Anyway, apparently buying a house with a guest room meant that we had somehow “arrived,” never mind the fact that in some 20 years of living in houses without guest rooms, what few overnight guests we hosted were perfectly happy sleeping on the roll-out bed in the family room.
But now we were ready. The real estate agent had been so excited about the guest room that we were starting to feel as if we were opening a bed-and-breakfast for visiting foreign dignitaries. We bought a four-poster bed for the guest room, and had a designer come in to create something called a “window treatment,” which actually looked very much like what I used to think of as “curtains.” (Small joke: what’s the difference between a window treatment and a curtain? About 300 bucks). Then we went to an antique store and paid more for a “primitive” Quebec nightstand than I paid for my first car, after which we drove all the way to a lighting store in Toronto so we could take out a second mortgage in order to buy a lamp for the aforementioned nightstand. The wallpaper we imported from France at a price that allowed the child of the importer to attend university, and the throw rug we put on the floor next to the bed was hand made by a group of Shaker women at a small commune in New Hampshire. It was the only rug the women made all year, and the income from the sale of the rug bought the commune a new barn.
The painting we hung over the bed was the crowning touch, but by this time the bank was starting to make nervous noises using words such as “overdrawn” and “repossession,” so we had to settle for an original watercolour by someone who just paints an awful lot like one of the Group of Seven.
When the room was finally finished, it was just about the most perfect thing I have ever seen. Five star hotels in New York would have been envious. People would have paid to sleep in there. The duvet on the bed was as warm and fluffy as only the hand-picked down from 150 Avon swans could make it, and although no human head had yet rested on the pillows so lovingly enfolded in Italian linen, just looking at them was restful and calming.
With the room completed, ready to enfold any overnight guests in an embrace of soothing luxury, we closed the door as tenderly as one closed the bedroom door to the room of a newborn child. It was everything our real estate agent could have hoped for. We had even bought a leather-bound guest book.
Time passed. The children grew older. The guest room remained in its pristine condition since most of our friends live within easy driving distance and, with children of their own, are not inclined to stay overnight. Our children had plenty of friends for sleepovers, but the guestroom was absolutely out of bounds to small, chocolate-covered fingers and Play-Do stained pets.
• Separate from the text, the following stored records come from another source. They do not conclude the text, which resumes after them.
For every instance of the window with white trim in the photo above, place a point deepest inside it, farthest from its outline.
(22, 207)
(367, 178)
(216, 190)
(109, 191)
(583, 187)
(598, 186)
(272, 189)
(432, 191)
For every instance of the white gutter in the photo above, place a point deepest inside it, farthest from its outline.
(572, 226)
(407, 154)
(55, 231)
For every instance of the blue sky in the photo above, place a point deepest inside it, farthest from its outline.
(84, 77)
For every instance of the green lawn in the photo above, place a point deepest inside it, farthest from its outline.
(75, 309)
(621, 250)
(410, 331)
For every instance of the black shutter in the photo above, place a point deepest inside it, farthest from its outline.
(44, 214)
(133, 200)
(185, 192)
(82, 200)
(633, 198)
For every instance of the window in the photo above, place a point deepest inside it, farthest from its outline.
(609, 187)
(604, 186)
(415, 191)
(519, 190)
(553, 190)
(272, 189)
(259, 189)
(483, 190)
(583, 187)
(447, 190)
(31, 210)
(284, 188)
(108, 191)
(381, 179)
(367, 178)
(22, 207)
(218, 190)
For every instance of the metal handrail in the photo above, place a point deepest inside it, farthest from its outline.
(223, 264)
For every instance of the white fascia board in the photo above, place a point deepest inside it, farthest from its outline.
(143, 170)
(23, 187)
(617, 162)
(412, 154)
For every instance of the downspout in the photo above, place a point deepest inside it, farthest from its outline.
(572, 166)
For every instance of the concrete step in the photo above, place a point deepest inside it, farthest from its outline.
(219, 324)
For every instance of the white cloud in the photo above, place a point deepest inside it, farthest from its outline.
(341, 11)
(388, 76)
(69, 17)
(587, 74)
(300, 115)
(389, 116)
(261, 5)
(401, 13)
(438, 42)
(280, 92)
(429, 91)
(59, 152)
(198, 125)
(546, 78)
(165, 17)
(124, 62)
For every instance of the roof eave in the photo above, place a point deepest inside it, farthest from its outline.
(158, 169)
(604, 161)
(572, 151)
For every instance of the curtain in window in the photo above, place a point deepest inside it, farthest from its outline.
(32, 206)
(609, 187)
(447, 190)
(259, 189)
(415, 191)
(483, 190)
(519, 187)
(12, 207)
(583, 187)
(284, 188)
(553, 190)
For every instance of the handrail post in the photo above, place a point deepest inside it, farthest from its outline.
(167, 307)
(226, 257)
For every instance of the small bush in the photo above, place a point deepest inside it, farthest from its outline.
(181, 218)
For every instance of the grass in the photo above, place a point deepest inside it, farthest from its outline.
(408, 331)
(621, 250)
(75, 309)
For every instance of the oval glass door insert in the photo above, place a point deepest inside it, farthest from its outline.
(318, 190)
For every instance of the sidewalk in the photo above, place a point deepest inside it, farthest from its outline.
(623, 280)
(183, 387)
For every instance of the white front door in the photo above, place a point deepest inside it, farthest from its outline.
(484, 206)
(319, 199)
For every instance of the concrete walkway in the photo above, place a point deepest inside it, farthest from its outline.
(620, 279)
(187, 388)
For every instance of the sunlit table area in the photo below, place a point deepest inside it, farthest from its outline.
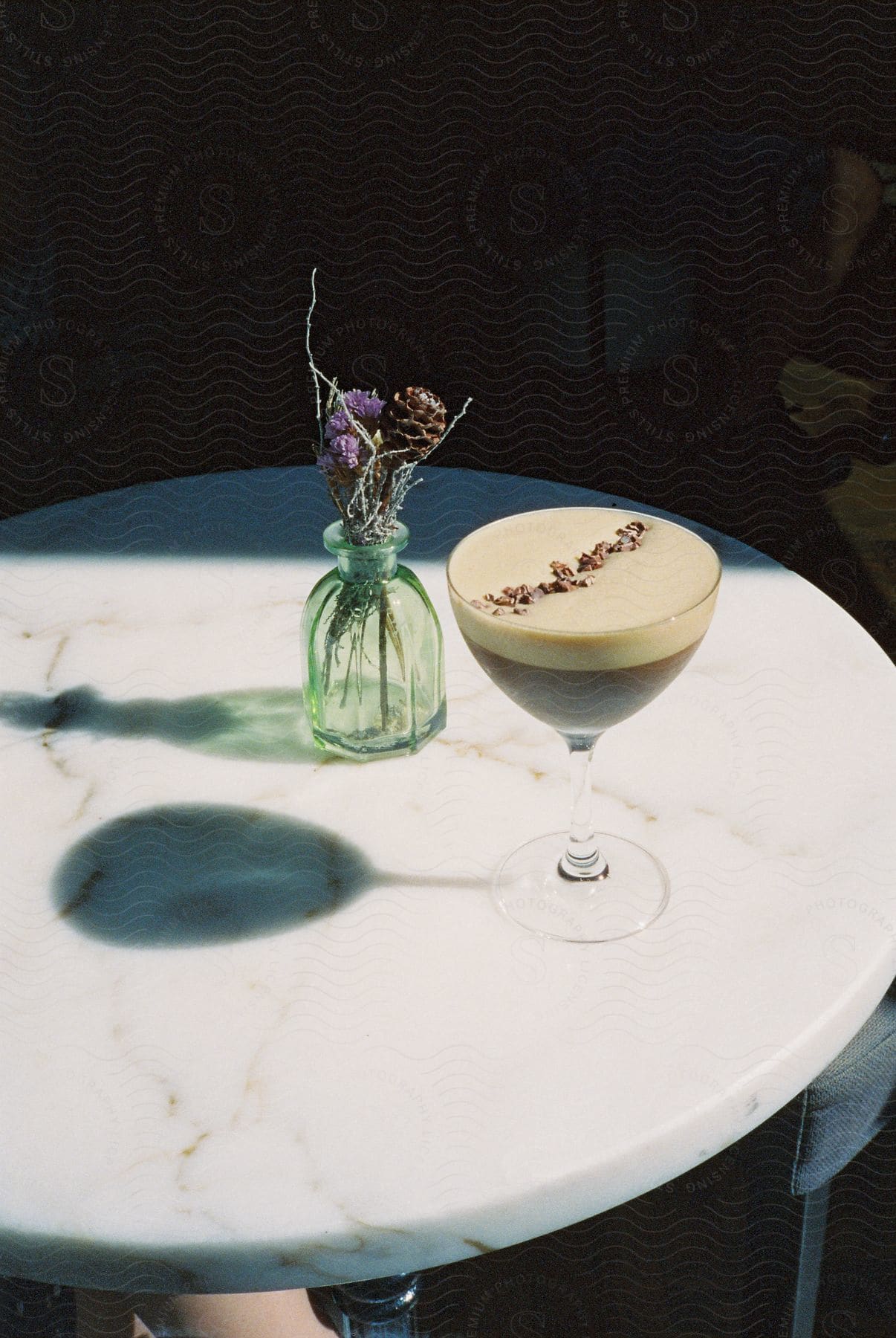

Then one day we bought a new couch, and the inevitable happened. The question of what to do with the old couch was finally resolved by our reluctant decision to put it in what was suddenly no longer the “guest room,” but the “spare room.” I’m not when the demotion happened, but putting the ratty old couch into the “spare room” was not as painful as putting it in the “guest room” would have been.
The couch was the slippery slope. A few weeks after the couch it was the blanket box with the broken lid I hope to get around to repairing sometime after I retire. Then, a couple of months ago, we found the kids, their friends, our cat, and a dog we had never seen before, building a fort in the spare room.
That was the end of the guest room. After being a show-piece guest room, it became a sort of spare room/storage area/hobby room and children’s playground.
When we finally did have a guest come to spend night, he slept very comfortably on the fold-out bed in the family room.